SECTION 9 - SECURITY
To protect your personal information, we take reasonable precautions and follow industry best practice to make sure it is not inappropriately lost, misused, accessed, disclosed, altered, or destroyed.
If you provide us with your credit card information, the information is encrypted using secure socket layer technology (SSL). Our website platform follows all PCI-DSS Level 1 requirements and implements additional generally accepted industry standards.
SECTION 10 - COOKIES
A cookie is a small file that resides on your computer’s hard drive and often contains an anonymous unique identifier and is accessible only by the web site that placed it there, not any other sites. Cookies are not computer programs and cannot read other information saved on your hard drive. They cannot be used to disseminate viruses or get a user's email address etc.
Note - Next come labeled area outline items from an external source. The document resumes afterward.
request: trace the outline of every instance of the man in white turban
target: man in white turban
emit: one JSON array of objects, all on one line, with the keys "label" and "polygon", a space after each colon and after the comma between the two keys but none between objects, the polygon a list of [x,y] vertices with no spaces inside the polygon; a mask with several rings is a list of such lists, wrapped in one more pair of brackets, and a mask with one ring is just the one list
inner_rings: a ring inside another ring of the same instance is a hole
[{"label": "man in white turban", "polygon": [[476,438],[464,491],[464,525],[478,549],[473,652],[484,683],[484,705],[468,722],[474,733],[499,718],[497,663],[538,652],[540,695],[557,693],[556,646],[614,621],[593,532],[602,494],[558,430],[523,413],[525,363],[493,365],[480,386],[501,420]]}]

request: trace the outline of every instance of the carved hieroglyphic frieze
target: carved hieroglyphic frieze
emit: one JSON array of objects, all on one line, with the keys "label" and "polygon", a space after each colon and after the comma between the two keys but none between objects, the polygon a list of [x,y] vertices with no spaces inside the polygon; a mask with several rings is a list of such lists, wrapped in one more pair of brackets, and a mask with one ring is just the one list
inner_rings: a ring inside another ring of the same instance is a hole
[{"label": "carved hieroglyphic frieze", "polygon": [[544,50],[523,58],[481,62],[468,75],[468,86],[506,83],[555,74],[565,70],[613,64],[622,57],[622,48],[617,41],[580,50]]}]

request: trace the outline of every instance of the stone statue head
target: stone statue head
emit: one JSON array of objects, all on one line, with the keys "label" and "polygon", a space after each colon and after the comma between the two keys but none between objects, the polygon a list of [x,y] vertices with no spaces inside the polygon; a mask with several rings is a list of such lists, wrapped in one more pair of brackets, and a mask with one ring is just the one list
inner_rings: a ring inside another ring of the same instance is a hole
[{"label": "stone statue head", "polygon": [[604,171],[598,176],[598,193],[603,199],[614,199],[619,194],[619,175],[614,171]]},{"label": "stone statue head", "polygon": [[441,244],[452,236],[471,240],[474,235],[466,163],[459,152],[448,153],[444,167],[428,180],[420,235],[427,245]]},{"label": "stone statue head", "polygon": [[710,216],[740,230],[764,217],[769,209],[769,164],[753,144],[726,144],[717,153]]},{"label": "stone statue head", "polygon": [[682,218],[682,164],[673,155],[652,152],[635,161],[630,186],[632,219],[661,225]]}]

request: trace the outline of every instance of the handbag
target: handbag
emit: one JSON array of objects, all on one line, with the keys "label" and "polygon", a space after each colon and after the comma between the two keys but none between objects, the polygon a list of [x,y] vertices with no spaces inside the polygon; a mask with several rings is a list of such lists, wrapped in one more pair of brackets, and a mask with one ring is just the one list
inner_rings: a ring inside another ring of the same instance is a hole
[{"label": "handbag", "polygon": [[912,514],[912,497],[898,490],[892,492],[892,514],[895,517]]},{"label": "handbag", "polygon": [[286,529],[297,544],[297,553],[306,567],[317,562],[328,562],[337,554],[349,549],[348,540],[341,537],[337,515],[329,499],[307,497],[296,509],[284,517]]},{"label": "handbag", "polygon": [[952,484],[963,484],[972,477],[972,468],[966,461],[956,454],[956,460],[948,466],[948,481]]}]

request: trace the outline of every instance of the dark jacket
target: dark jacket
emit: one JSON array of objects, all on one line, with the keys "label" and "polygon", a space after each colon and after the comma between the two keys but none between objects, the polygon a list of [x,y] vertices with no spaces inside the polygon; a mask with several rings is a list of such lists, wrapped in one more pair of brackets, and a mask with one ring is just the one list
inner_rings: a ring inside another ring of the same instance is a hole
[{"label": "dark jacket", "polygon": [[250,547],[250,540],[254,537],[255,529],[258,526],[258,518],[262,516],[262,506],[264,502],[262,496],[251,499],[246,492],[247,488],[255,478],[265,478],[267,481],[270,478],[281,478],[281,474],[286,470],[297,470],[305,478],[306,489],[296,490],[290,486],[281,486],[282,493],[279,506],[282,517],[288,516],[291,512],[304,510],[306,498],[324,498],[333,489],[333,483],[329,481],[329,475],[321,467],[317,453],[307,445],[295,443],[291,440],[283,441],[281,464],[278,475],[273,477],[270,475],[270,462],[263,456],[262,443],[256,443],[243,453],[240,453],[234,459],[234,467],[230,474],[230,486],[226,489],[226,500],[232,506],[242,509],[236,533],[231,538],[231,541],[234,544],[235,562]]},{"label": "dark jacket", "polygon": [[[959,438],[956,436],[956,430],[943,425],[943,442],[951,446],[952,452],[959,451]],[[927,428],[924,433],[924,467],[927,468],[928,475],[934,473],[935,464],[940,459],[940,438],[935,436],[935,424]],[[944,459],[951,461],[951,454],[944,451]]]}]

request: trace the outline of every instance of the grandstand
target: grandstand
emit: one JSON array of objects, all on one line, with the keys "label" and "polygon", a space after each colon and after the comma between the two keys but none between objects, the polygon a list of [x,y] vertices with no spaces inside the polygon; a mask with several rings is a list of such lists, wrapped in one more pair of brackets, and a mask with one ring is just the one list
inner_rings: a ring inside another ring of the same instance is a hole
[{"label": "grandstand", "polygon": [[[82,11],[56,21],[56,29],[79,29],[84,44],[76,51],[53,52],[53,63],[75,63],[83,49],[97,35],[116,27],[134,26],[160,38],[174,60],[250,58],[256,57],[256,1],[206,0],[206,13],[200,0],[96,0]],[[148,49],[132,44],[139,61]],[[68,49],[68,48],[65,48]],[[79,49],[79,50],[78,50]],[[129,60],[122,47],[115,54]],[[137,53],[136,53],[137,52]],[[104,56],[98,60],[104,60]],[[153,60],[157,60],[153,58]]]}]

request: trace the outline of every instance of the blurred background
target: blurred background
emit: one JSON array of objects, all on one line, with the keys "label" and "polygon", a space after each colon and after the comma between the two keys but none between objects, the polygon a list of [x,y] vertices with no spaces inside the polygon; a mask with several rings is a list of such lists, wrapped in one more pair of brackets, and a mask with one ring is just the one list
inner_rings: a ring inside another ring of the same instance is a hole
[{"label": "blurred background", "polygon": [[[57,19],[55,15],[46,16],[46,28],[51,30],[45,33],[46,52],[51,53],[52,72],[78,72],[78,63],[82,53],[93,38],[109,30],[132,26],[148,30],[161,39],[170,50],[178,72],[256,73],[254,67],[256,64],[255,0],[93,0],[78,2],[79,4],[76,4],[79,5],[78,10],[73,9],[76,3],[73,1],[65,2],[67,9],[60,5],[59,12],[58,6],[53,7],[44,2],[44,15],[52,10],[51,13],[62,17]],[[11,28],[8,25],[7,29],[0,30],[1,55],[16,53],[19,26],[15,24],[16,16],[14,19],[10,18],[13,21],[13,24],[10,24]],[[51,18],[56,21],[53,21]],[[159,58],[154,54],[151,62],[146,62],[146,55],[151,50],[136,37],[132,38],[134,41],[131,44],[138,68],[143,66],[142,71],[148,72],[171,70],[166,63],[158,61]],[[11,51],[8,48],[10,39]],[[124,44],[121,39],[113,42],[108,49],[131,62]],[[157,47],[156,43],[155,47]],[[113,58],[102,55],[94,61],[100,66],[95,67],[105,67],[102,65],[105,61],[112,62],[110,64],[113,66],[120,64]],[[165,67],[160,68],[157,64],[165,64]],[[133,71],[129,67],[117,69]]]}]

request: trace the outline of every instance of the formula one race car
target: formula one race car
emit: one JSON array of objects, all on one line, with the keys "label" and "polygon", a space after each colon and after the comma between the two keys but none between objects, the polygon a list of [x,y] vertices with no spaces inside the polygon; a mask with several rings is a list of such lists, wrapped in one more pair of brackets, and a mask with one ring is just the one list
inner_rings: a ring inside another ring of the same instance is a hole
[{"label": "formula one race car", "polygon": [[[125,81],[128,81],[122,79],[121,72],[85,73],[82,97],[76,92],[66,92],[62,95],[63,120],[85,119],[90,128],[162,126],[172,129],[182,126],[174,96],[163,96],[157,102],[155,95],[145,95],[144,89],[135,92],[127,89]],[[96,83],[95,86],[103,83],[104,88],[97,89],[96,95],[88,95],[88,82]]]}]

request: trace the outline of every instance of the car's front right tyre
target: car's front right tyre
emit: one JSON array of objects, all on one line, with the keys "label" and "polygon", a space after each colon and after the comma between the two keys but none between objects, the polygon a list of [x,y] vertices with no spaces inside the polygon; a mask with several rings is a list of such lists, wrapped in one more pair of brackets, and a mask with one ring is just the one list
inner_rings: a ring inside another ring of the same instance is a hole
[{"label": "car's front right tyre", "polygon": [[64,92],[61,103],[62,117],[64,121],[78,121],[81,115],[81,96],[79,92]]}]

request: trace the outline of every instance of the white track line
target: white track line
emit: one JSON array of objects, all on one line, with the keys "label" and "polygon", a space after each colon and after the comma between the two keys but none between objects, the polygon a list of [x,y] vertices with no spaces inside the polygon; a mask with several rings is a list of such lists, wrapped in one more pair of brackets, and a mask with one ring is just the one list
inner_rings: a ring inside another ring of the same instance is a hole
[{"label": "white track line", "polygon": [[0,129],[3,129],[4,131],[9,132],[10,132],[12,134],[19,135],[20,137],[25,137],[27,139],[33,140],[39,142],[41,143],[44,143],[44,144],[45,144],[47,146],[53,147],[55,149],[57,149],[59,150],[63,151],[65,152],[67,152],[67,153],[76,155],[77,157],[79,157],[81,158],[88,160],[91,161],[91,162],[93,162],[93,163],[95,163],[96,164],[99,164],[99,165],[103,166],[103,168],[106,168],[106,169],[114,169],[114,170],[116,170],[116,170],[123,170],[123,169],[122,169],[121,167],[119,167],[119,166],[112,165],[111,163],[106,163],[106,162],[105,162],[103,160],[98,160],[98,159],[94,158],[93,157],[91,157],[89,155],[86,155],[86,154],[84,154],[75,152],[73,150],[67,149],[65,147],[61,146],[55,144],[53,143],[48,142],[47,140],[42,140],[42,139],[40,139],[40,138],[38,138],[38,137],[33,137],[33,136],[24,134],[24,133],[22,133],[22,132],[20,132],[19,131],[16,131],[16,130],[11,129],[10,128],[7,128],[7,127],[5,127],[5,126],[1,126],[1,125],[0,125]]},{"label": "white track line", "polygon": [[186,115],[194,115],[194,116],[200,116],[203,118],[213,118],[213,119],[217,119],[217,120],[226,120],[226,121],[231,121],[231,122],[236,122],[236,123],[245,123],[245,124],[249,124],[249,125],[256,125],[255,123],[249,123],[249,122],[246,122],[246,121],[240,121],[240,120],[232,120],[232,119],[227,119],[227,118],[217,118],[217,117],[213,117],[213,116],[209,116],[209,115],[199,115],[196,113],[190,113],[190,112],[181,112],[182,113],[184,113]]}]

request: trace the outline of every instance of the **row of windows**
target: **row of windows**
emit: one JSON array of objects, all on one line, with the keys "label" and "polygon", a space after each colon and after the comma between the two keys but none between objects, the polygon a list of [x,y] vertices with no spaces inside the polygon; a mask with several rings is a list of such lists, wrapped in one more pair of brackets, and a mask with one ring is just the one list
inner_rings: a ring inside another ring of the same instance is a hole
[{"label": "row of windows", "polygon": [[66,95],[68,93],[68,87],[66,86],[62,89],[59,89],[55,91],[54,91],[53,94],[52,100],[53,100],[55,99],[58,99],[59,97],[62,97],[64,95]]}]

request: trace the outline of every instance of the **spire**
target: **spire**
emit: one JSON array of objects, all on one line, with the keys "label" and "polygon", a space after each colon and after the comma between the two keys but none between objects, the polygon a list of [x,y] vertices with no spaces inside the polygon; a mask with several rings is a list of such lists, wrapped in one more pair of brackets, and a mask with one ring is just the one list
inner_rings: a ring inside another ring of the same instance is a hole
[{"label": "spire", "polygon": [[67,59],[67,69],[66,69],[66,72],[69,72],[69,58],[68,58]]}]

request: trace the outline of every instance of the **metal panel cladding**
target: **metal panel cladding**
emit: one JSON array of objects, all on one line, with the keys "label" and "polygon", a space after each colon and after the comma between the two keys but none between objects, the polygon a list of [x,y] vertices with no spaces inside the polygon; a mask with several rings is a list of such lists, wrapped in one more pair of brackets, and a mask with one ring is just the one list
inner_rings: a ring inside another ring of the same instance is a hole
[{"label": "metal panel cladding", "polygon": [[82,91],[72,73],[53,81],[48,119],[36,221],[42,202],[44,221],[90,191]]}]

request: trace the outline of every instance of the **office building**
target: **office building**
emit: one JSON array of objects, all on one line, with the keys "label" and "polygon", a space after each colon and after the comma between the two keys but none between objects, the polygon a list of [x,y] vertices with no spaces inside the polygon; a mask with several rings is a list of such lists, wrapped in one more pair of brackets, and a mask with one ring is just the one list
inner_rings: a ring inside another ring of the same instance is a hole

They only contain and transfer to the website as much information as the users themselves have disclosed to that website.
You may delete Cookies; however, you may lose any information that enables you to access the Web Site more quickly or enjoy a custom user experience. You can choose to enable or disable Cookies in your web browser. By default, your browser will accept Cookies, however, this can be altered. For further details please consult the help menu in your browser. Disabling Cookies may prevent you from using the full range of Services available on the Web Site.
More information on the cookies VOYA use is available upon request to the Data Protection Officer, by email to this address: firstname.lastname@example.org or by telephone on +353 71 91 61872.
SECTION 11 - CHILDREN
Our Site is not intended for, and should not be used by, children under the age of 18. We do not knowingly collect personal data from children under 18. It is the policy of Voya not to accept online orders or payments from children under 18.
SECTION 13 - QUESTIONS AND CONTACT INFORMATION
In compliance with The EU GDPR Directive 25th May 2018, if you would like to: access, correct, amend or delete any personal information we have about you, register a complaint, or simply want more information, contact our Privacy Compliance Officer by email or post at the address given in the ‘Who We Are’ section above.